Content migration: archival sites

A fallback strategy for migrating content on large and disorganized sites

Maintaining the old content in a parallel home is not an ideal solution. There’s usually a reason you moved to a new system, new design, new information architecture. Keeping the old stuff online as-is and on a subdomain requires server resources, can create confusion for your readers or customers, and in general is a pain-in-the-ass albatross ‘round the neck.

Yet if your old content is distributed across thousands of files in an onion of different systems, you may find it more important to make the content available than to maintain system purity while losing reader content.
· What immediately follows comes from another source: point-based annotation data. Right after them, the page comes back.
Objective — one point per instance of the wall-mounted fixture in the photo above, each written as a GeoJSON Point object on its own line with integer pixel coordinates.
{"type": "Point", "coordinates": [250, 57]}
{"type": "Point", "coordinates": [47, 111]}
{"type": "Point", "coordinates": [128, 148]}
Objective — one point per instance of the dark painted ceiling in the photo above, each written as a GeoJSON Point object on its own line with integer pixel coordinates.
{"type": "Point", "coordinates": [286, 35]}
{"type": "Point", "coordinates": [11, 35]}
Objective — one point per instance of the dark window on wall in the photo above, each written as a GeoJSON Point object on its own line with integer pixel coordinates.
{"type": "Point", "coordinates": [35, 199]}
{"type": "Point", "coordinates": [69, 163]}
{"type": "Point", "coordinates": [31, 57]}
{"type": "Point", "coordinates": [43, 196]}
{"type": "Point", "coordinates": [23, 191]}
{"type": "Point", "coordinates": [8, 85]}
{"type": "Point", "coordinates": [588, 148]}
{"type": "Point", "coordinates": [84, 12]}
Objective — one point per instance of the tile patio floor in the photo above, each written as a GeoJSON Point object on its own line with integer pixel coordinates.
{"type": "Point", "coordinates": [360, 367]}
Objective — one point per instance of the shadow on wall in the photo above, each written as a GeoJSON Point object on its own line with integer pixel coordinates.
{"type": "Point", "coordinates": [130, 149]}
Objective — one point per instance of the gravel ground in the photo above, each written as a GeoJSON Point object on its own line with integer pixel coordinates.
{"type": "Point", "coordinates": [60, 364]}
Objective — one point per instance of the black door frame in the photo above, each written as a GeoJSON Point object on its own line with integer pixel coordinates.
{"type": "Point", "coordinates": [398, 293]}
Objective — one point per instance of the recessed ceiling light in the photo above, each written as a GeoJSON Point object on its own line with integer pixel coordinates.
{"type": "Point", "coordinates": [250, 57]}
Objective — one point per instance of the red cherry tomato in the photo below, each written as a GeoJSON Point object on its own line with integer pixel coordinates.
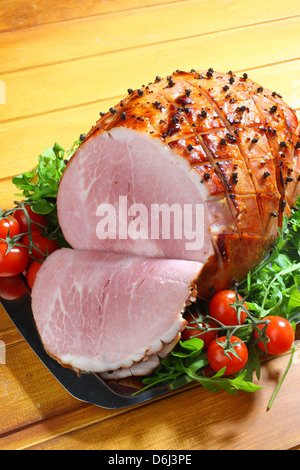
{"type": "Point", "coordinates": [281, 335]}
{"type": "Point", "coordinates": [14, 262]}
{"type": "Point", "coordinates": [32, 272]}
{"type": "Point", "coordinates": [11, 225]}
{"type": "Point", "coordinates": [220, 309]}
{"type": "Point", "coordinates": [217, 359]}
{"type": "Point", "coordinates": [41, 244]}
{"type": "Point", "coordinates": [21, 218]}
{"type": "Point", "coordinates": [189, 333]}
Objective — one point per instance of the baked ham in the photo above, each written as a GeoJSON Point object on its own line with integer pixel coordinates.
{"type": "Point", "coordinates": [205, 139]}
{"type": "Point", "coordinates": [109, 313]}
{"type": "Point", "coordinates": [193, 140]}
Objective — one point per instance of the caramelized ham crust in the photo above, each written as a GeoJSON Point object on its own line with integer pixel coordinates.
{"type": "Point", "coordinates": [206, 138]}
This is especially true if it includes plain HTML files (non-CMS controlled) or resource files like images and PDF files. Are you really going to extract all of that content from thousands of files in dozens or hundreds of folders? Not likely.

In this case you can move the entire old site to a subdomain and set up some permanent redirection rules to that domain. This buys you time to migrate the content if you wish and keeps alive all of those files linked to from other sites.

To do this we’re assuming that your content, no matter how messy, does subscribe to a collection of identifiable rules on at least one side of the new system/old system divide. Hopefully on the new system all media is served from one folder and all content is served up on clean URLs without file extensions. Add a rewrite rule that takes all URL requests trailed with an HTML file extension and redirects them permanent to the new archival subdomain. If the old system used a query pattern to pull pages from the database, redirect all pages including that query pattern to the archival subdomain. And send image file requests that don’t include your new media folders to the archival subdomain, too.

Your goal should be to move that old content into the new CMS over time, so that you don’t end up with another system. Again, this should be considered a strategy of last resort. But when confronted with thousands of unaccounted for files and pages, it certainly beats just tossing it all away.